É fácil perder o foco e controle das ações em saúde e suas repercussões aos cofres públicos. A falta de informação qualificada sobre os custos operacionais, impede que gestores tomem decisões conscientes e embasadas por dados, o que impacta diretamente sobre a disponibilidade de serviços à população.
O local onde há maior gasto municipal sem retorno direto ao paciente é o serviço de transporte e remoção.
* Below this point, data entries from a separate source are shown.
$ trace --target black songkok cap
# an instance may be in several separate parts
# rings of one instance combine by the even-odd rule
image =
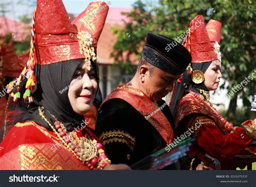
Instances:
[[[154,66],[173,75],[180,75],[191,61],[191,56],[178,41],[162,35],[147,33],[142,57]]]

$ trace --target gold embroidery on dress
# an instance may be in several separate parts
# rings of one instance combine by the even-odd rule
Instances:
[[[102,133],[99,139],[104,145],[112,142],[125,143],[132,151],[135,146],[135,137],[123,130],[110,130]]]

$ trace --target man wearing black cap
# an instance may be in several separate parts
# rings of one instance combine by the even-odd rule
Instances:
[[[128,165],[166,146],[174,138],[173,119],[162,100],[191,61],[180,44],[147,34],[132,80],[115,88],[104,100],[96,119],[96,134],[112,163]]]

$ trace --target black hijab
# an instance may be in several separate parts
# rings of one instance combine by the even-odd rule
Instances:
[[[84,116],[76,113],[71,107],[68,96],[68,89],[60,94],[60,91],[70,84],[73,75],[82,60],[80,59],[47,65],[36,65],[34,69],[36,85],[32,93],[33,103],[21,121],[33,121],[52,130],[39,115],[38,107],[43,106],[64,124],[68,131],[73,130],[84,122]],[[97,66],[93,63],[91,64],[98,82]],[[53,118],[48,112],[44,115],[53,124]]]

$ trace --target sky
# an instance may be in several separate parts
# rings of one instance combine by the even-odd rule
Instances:
[[[1,0],[1,3],[8,3],[7,9],[9,11],[6,17],[12,19],[18,20],[19,16],[28,13],[32,16],[33,10],[35,7],[29,7],[28,5],[18,3],[21,0]],[[30,1],[30,0],[29,0]],[[63,4],[68,12],[79,14],[87,7],[90,2],[98,0],[63,0]],[[132,4],[136,0],[105,0],[104,1],[110,7],[131,8]],[[23,4],[25,4],[23,1]]]

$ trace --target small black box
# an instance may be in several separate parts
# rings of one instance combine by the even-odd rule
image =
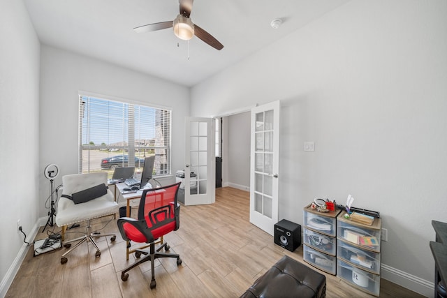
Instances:
[[[301,225],[286,219],[274,225],[274,244],[293,251],[301,245]]]

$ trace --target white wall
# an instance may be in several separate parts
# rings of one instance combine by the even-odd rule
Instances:
[[[78,172],[79,91],[172,108],[172,170],[183,168],[189,89],[54,47],[43,45],[41,52],[39,164],[42,169],[50,163],[59,166],[56,185],[63,175]],[[47,214],[44,200],[48,186],[48,180],[41,177],[41,216]]]
[[[21,1],[1,1],[0,40],[0,297],[3,297],[16,265],[22,262],[22,255],[17,252],[24,252],[26,247],[23,234],[17,232],[17,220],[29,234],[40,204],[40,49]]]
[[[224,118],[227,133],[223,146],[227,151],[224,184],[249,191],[250,188],[250,112],[245,112]]]
[[[388,230],[383,276],[429,297],[431,221],[447,221],[446,15],[442,0],[354,0],[191,90],[197,117],[281,100],[279,218],[353,195]]]

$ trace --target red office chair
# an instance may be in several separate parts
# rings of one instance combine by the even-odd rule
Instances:
[[[180,183],[153,189],[145,189],[141,195],[138,206],[138,219],[123,217],[118,219],[118,228],[123,239],[138,243],[149,244],[149,251],[137,249],[135,255],[139,258],[141,254],[146,256],[124,269],[121,279],[127,281],[126,273],[132,268],[146,261],[151,261],[152,279],[150,287],[156,285],[154,270],[154,261],[159,258],[176,258],[177,266],[182,264],[182,259],[177,254],[160,253],[164,248],[169,250],[167,243],[155,249],[155,241],[171,231],[175,231],[180,225],[180,205],[177,202],[177,194]],[[129,242],[130,246],[130,242]]]

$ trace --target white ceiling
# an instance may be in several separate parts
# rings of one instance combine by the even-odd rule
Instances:
[[[191,19],[220,51],[172,29],[133,30],[173,20],[178,0],[24,1],[42,43],[191,87],[349,0],[196,0]],[[275,18],[283,20],[277,29]]]

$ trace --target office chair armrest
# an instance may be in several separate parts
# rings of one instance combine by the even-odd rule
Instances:
[[[152,236],[152,233],[147,228],[147,225],[146,224],[146,221],[145,219],[135,219],[131,217],[122,217],[120,218],[118,218],[117,224],[118,225],[118,230],[119,230],[121,237],[123,237],[124,240],[133,240],[127,237],[127,234],[126,234],[126,230],[124,228],[124,225],[125,223],[129,223],[129,225],[131,225],[135,229],[137,229],[138,232],[140,232],[146,238],[146,243],[154,242],[154,241],[155,240],[154,239],[154,236]]]

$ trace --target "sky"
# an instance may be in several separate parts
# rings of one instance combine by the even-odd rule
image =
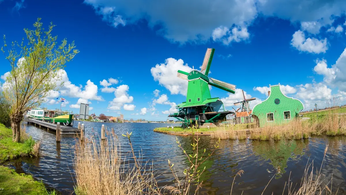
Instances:
[[[346,1],[319,0],[0,0],[0,34],[25,37],[38,17],[56,25],[59,41],[80,51],[67,62],[43,106],[125,119],[165,120],[186,101],[178,70],[200,68],[215,49],[209,76],[236,86],[211,87],[226,108],[246,98],[251,107],[279,83],[304,110],[326,100],[346,104]],[[10,66],[0,57],[0,82]]]

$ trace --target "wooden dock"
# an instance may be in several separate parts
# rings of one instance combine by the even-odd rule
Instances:
[[[47,130],[56,131],[56,124],[52,122],[44,121],[36,119],[25,119],[24,121],[28,124],[34,124],[35,126],[38,125],[40,128],[45,128]],[[69,126],[60,126],[60,135],[81,135],[81,129]]]

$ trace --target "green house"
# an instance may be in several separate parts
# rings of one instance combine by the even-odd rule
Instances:
[[[284,95],[280,89],[280,83],[269,86],[268,98],[252,109],[253,118],[260,126],[282,124],[298,117],[299,113],[304,109],[301,102]]]

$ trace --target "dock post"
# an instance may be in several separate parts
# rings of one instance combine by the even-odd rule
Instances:
[[[81,140],[84,140],[84,124],[82,124],[82,127],[79,127],[80,122],[78,123],[78,129],[80,129],[81,130]]]
[[[106,138],[104,136],[104,125],[102,125],[101,127],[101,139],[103,140]]]
[[[58,122],[56,123],[56,132],[55,132],[57,142],[60,142],[60,139],[61,137],[61,135],[60,135],[60,123]]]

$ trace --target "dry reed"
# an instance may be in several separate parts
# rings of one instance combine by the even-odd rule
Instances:
[[[93,136],[76,146],[73,165],[76,194],[152,194],[138,177],[136,168],[131,163],[133,158],[122,154],[117,137],[108,134],[105,140]],[[143,164],[140,155],[136,160],[139,165]],[[152,167],[146,163],[140,166],[145,181],[153,184],[155,178]]]

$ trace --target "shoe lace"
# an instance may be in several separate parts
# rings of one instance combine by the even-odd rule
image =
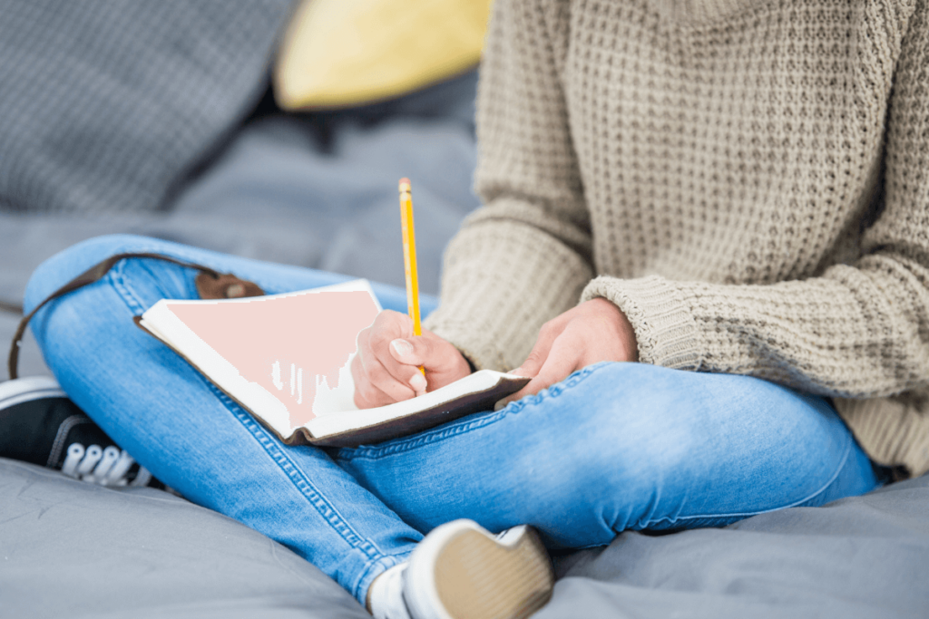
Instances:
[[[61,472],[69,477],[108,486],[142,486],[151,481],[151,473],[139,465],[130,481],[129,471],[136,460],[124,449],[110,445],[105,449],[98,445],[89,447],[80,443],[68,445],[68,453]]]

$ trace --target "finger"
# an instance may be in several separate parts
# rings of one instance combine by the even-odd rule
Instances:
[[[352,359],[352,377],[355,380],[355,406],[359,408],[383,406],[399,401],[395,398],[397,393],[386,393],[369,379],[360,356]],[[412,395],[412,391],[409,390],[409,393],[401,395],[400,399],[409,399]]]
[[[373,387],[382,392],[387,396],[387,401],[385,404],[413,397],[416,394],[415,390],[409,380],[415,368],[405,372],[407,374],[405,380],[398,379],[396,374],[404,373],[399,369],[400,365],[386,352],[386,346],[380,345],[379,348],[375,346],[373,342],[369,342],[362,351],[361,366],[367,379],[362,389],[370,391],[369,387]],[[420,376],[422,377],[422,375]],[[377,398],[377,400],[380,401],[381,398]]]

Esse deve ser objeto de análise direta e é importante analisar dados segmentados como:
- Manutenção e reparos com veículos da saúde (Ambulâncias, carros e vans)
- Gasto de Combustível
- Diária de Motorista e Auxiliar de Enfermagem.
- Alimentação dos colaboradores.
A somatória desses dados vai trazer luz ao gestor sobre como a falta de serviços em saúde no próprio município impactam o orçamento público.
Deve-se fazer um outro levantamento analítico para planejar a tomada de decisão, quais serviços mais demandam remoção para outras cidades:
- Exames Laboratoriais e de Imagem
- Serviço Ambulatorial para especialidades (quais as mais frequentes?)
- Remoção para atendimento de Urgência por especialistas
É muito fácil se perder quando não existem dados disponíveis, e o município acaba por gastar mais dinheiro transportando o doente que gastaria caso fornecesse o serviço no próprio município.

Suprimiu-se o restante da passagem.